Site logo imageles 7 du quebec

Robert Bibeau

Déc 10

  Source https://es.communia.blog/guerra-comercial-eeuu-ue
Biden a-t-il déclenché une guerre commerciale contre l'UE ?

Après avoir lancé une guerre et une politique de sanctions contre son principal fournisseur d’énergie qui a écarté l’industrie européenne de la concurrence mondiale, les États-Unis déclenchent une guerre commerciale ouverte contre l’UE et alimentent le conflit impérialiste entre la France et l’Allemagne.

QU’EST-CE QUE LA « COLÈRE » ?

Usine VW de Querétaro

Usine Volkswagen de Querétaro, Mexique

L’ IRA – Inflation Reduction Act 2022- est la loi, promue par Biden, qui matérialise le nouveau consensus protectionniste promu en son temps par Trump.

La loi distribue des fonds et des avantages entre les entreprises nationales sous prétexte de réduire l’inflation , de réduire la compétitivité des produits des entreprises étrangères et même nord-américaines fabriquées en Asie, en Europe ou en Amérique du Sud.

Par exemple, les voitures électriques assemblées dans des usines américaines, canadiennes et mexicaines, par exemple, bénéficieront d’un allégement fiscal pouvant atteindre 7 500 $.

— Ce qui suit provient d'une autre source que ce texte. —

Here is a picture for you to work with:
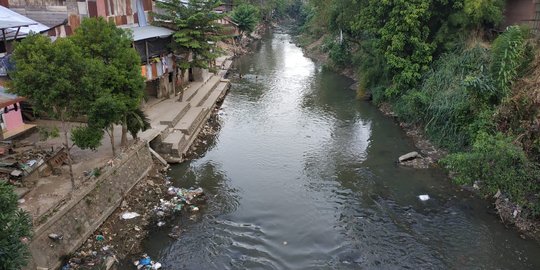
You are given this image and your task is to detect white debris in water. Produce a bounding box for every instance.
[418,195,430,201]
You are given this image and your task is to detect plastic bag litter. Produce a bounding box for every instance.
[134,254,162,269]
[121,212,141,220]
[418,195,430,201]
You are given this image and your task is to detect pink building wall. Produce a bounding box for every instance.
[2,102,24,131]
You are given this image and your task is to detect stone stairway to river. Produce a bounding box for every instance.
[140,60,232,161]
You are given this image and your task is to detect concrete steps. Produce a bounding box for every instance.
[139,124,169,143]
[158,102,191,127]
[160,131,187,157]
[144,65,233,162]
[182,74,213,101]
[173,107,207,135]
[189,75,222,106]
[202,82,229,109]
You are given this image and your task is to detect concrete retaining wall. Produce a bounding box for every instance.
[25,142,153,270]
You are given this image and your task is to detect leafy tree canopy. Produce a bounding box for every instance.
[232,4,260,34]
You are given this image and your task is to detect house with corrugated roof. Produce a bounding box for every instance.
[0,0,182,99]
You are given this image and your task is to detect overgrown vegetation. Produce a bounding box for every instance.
[295,0,540,218]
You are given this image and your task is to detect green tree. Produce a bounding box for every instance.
[10,34,101,188]
[71,18,146,153]
[126,108,151,140]
[0,182,32,269]
[155,0,227,100]
[232,4,260,34]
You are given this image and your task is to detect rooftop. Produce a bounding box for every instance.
[0,6,49,41]
[122,25,174,41]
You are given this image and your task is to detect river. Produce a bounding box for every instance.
[142,30,540,269]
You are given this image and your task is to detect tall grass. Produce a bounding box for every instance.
[394,46,493,150]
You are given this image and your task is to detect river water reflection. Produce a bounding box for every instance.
[143,30,540,269]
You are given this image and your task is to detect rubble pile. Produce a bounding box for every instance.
[0,140,61,186]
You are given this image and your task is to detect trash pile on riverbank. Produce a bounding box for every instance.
[62,161,207,269]
[151,186,206,228]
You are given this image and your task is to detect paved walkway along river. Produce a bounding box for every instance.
[141,31,540,269]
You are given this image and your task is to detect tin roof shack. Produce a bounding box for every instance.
[504,0,540,32]
[128,25,178,99]
[0,86,35,140]
[0,6,49,53]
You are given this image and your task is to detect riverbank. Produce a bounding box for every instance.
[294,31,540,241]
[59,29,266,268]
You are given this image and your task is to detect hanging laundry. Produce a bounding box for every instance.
[161,56,168,74]
[141,65,147,79]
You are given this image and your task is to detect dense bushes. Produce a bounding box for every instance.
[443,133,540,216]
[394,46,493,150]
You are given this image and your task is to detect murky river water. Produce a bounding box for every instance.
[142,31,540,269]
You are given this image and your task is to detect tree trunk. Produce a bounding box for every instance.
[109,125,116,157]
[60,117,75,190]
[172,67,177,97]
[178,69,186,102]
[120,115,128,148]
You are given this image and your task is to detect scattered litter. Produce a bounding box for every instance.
[156,187,205,216]
[17,198,25,204]
[10,169,23,177]
[283,241,288,245]
[26,159,37,167]
[168,226,182,239]
[48,233,63,241]
[134,254,162,269]
[157,221,166,227]
[418,195,430,201]
[121,212,141,220]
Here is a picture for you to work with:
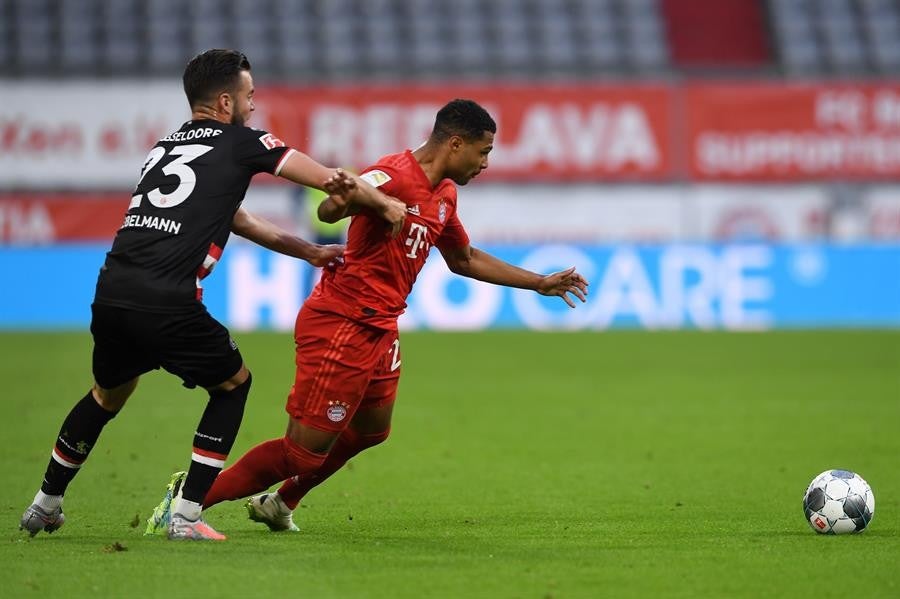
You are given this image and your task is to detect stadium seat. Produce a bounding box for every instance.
[768,0,900,75]
[59,1,98,73]
[443,20,486,77]
[13,0,55,72]
[860,0,900,72]
[0,15,8,66]
[99,0,141,72]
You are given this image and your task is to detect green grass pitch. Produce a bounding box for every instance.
[3,330,899,598]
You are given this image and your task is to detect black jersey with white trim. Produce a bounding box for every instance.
[94,119,293,312]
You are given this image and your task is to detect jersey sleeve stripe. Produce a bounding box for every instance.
[273,148,297,176]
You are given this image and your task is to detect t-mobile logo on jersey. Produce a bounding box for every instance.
[405,222,429,258]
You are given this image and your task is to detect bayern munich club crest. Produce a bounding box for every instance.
[326,400,350,422]
[438,199,447,223]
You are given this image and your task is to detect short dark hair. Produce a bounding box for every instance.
[431,99,496,143]
[182,49,251,108]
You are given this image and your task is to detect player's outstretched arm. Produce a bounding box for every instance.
[231,207,344,267]
[440,245,589,308]
[279,158,406,236]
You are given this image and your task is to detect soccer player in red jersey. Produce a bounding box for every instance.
[150,99,589,533]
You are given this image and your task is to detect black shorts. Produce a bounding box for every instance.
[90,303,244,390]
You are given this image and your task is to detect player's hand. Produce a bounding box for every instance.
[308,243,345,267]
[323,168,355,195]
[322,169,355,208]
[378,196,407,238]
[536,266,589,308]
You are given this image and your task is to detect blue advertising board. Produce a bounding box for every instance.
[1,243,898,330]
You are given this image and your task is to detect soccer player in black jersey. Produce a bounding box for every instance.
[19,49,406,541]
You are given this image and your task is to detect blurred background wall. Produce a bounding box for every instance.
[1,0,899,330]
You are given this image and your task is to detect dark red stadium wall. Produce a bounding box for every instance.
[661,0,771,67]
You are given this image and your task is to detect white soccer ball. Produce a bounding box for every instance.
[802,469,875,534]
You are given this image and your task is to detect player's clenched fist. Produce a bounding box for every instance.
[308,243,345,268]
[377,196,407,238]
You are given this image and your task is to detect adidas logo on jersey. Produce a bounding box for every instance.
[407,205,421,215]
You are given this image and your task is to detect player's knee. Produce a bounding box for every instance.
[281,436,328,475]
[209,372,252,408]
[93,378,138,412]
[357,428,391,449]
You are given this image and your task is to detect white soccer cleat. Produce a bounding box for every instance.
[20,503,66,537]
[246,493,299,532]
[167,513,227,541]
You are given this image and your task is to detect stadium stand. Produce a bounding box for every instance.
[1,0,676,78]
[4,0,900,79]
[770,0,900,75]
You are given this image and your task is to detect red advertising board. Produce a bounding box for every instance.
[686,83,900,180]
[5,81,900,188]
[0,194,126,244]
[257,84,675,180]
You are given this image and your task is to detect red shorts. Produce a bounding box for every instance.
[286,304,401,433]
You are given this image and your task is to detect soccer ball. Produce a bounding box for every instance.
[802,469,875,534]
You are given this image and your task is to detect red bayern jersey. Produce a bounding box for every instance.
[305,150,470,329]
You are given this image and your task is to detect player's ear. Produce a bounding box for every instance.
[449,135,463,152]
[218,91,232,115]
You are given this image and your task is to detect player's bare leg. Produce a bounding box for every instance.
[20,378,137,536]
[348,402,395,436]
[94,378,140,410]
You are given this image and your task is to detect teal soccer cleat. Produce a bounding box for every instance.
[144,470,186,536]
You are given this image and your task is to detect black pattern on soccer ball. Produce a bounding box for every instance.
[802,469,875,535]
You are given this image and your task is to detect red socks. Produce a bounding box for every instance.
[277,428,390,509]
[202,428,390,510]
[203,437,326,509]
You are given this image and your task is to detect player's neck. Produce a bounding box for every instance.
[411,144,445,188]
[191,106,231,125]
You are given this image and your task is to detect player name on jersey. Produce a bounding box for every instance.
[159,128,223,142]
[120,213,182,235]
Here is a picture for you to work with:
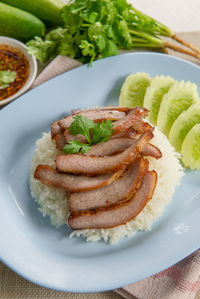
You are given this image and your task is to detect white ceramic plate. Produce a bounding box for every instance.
[0,52,200,292]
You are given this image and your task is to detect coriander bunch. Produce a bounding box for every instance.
[27,0,200,64]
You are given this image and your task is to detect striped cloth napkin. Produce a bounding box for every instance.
[33,54,200,299]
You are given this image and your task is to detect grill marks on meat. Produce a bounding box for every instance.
[69,158,148,211]
[56,132,153,175]
[34,165,126,192]
[85,138,162,159]
[68,170,157,229]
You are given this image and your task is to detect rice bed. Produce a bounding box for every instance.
[29,127,184,244]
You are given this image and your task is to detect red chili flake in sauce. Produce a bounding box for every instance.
[0,44,30,101]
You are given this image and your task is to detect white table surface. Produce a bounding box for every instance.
[129,0,200,33]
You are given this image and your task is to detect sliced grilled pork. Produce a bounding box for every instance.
[64,128,137,145]
[59,110,126,131]
[54,134,66,150]
[84,138,162,159]
[85,138,133,156]
[64,130,87,144]
[72,106,134,114]
[34,165,126,192]
[51,110,126,139]
[110,128,136,139]
[68,170,157,229]
[112,107,148,135]
[69,158,148,211]
[125,128,137,139]
[56,132,153,175]
[51,121,63,139]
[133,120,153,133]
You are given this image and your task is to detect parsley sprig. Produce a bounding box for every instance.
[63,115,113,154]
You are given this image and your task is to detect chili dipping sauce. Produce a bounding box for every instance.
[0,44,30,101]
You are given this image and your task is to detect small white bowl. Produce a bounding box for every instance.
[0,36,37,107]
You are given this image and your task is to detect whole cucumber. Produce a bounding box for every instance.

En principe, compte tenu des investissements de l’industrie automobile allemande et de son industrie auxiliaire – en partie espagnole – à Querétaro, cela ne devrait pas avoir un grand impact négatif. Mais en incluant ces chaînes de pièces pré-assemblées dans l’UE, le résultat final est explicitement exclu des avantages fiscaux.

L’« IRA » EST-ELLE LE POINT DE DÉPART D’UNE GUERRE COMMERCIALE ENTRE LES ÉTATS-UNIS ET L’UE ?

Tout indique cela. Les États-Unis sont bien conscients que l’IRA viole les règles de l’OMC. Selon The Economist « une rupture commerciale transatlantique se prépare » parce que les Américains sont déterminés à passer à autre chose et « comprennent la frustration de l’Europe, mais ne s’en excusent pas ».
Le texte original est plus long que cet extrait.